ROANOKE TIMES Copyright (c) 1997, Roanoke Times DATE: Monday, March 31, 1997 TAG: 9703310162 SECTION: SPORTS PAGE: B-1 EDITION: METRO DATELINE: INDIANAPOLIS SOURCE: JACK BOGACZYK THE ROANOKE TIMES
Tonight's winner of the national championship will be a group of Wildcats who are young, quick and talented.
If the 59th NCAA Tournament championship is played as expected, the only thing in slow motion will be the CBS replays.
"It's going to be like watching a tennis match, probably,'' Arizona coach Lute Olson said of tonight's 9:18 basketball tipoff at the RCA Dome. "People had better do some neck exercises before they come in, I think.''
The first NCAA title game for Olson and his Wildcats (24-9) comes against fifth-ranked and defending national champion Kentucky (35-4), which offers the Pacific 10 Conference's fifth-place team an opportunity at distinction.

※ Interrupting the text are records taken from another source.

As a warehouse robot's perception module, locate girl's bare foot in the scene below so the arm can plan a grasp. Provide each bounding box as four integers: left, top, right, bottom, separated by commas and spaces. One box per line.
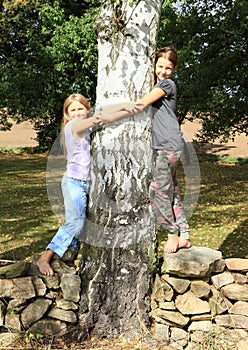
178, 239, 191, 249
36, 249, 54, 276
164, 236, 179, 254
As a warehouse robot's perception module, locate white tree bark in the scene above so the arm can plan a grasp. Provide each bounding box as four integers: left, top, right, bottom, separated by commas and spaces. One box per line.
77, 0, 162, 336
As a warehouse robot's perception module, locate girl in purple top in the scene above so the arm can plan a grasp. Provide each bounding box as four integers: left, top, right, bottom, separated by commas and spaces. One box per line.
37, 94, 98, 276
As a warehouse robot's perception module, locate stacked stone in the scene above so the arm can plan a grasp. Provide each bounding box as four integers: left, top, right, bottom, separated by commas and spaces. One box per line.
0, 259, 81, 345
151, 247, 248, 350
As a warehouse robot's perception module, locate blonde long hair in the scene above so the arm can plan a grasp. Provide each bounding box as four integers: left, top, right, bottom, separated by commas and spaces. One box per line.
60, 94, 91, 156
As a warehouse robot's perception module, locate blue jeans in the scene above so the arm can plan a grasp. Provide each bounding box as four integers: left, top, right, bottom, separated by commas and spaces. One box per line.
47, 176, 89, 257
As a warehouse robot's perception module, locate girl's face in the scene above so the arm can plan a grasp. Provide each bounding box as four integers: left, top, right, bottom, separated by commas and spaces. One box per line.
155, 57, 176, 82
67, 101, 88, 120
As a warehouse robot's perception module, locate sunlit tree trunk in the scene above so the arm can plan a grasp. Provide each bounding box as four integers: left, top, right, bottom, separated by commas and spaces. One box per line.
79, 0, 162, 337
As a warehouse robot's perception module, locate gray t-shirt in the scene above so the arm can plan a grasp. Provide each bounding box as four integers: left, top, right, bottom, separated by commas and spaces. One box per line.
151, 79, 183, 151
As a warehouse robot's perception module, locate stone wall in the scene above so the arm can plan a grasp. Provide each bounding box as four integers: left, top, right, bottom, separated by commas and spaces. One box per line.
0, 247, 248, 350
151, 247, 248, 350
0, 253, 81, 348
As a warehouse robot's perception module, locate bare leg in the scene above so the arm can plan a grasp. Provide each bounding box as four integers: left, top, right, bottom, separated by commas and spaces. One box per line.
164, 236, 179, 253
36, 249, 54, 276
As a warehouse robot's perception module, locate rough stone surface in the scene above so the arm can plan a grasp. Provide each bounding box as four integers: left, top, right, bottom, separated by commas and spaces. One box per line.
60, 273, 81, 302
161, 246, 224, 277
221, 283, 248, 301
21, 298, 52, 328
0, 247, 248, 350
225, 258, 248, 271
176, 291, 210, 315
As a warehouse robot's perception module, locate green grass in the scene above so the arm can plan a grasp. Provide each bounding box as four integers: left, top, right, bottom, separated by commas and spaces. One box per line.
0, 150, 248, 260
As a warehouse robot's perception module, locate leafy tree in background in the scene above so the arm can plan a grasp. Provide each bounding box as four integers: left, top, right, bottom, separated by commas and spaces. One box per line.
0, 0, 99, 149
158, 0, 248, 141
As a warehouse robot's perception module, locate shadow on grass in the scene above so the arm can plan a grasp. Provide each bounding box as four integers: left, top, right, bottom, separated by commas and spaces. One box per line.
220, 220, 248, 258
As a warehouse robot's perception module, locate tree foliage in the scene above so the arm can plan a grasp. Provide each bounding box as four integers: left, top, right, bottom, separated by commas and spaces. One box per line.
159, 0, 248, 141
0, 0, 101, 148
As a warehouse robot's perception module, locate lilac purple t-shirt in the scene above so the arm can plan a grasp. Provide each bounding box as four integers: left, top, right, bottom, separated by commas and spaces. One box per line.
64, 119, 91, 180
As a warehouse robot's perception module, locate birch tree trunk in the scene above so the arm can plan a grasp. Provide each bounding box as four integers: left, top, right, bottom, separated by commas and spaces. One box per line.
78, 0, 162, 338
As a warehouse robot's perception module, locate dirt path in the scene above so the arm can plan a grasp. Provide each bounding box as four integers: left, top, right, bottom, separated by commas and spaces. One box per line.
0, 122, 248, 158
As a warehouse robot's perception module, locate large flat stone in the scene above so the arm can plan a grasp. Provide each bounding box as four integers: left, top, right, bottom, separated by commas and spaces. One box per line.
161, 246, 225, 277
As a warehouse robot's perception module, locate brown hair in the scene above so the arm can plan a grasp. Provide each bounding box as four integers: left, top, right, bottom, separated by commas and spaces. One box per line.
60, 94, 91, 156
154, 46, 178, 81
62, 94, 91, 127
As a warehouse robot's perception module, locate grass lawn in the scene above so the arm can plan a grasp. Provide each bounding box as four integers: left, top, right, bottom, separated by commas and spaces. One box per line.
0, 151, 248, 260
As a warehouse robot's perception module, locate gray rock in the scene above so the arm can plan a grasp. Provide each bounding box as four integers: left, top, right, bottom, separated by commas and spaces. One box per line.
0, 261, 30, 278
60, 273, 81, 302
215, 315, 248, 329
176, 291, 210, 315
208, 286, 232, 316
221, 283, 248, 301
162, 275, 190, 294
21, 298, 52, 329
190, 281, 211, 299
151, 309, 189, 328
161, 246, 225, 277
225, 258, 248, 271
154, 322, 170, 342
5, 312, 22, 331
29, 319, 67, 336
0, 300, 6, 326
229, 301, 248, 317
48, 308, 77, 323
0, 277, 36, 299
211, 271, 234, 289
0, 332, 21, 349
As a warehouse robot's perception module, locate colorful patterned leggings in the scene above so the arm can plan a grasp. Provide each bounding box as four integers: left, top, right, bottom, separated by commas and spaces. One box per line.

Never before has a team beaten three No. 1 seeds in a tournament. In this battle of Wildcats - the first NCAA final between nickname sharers since Kentucky beat Kansas State in a 'Cat fight in 1951 - Arizona has a chance to follow up its knockoffs of Kansas and North Carolina.
Only, however, if Olson's club can do what only one other club has this season. Playing against Kentucky's pressure is one thing. Coping with it is another.
Beating it is still another. South Carolina managed it twice during the Southeastern Conference regular season.
"Our guys like a fast-paced game,'' Olson said. "If they have a choice of what kind of game they'd like to play, it would be fullcourt pressure and get up and down the floor.''
Arizona has the quickness to beat Kentucky, but it will be up to guards Miles Simon and Mike Bibby, a freshman with the conscience of a Watergate burgler, to get through the SEC champions' pressure and trapping.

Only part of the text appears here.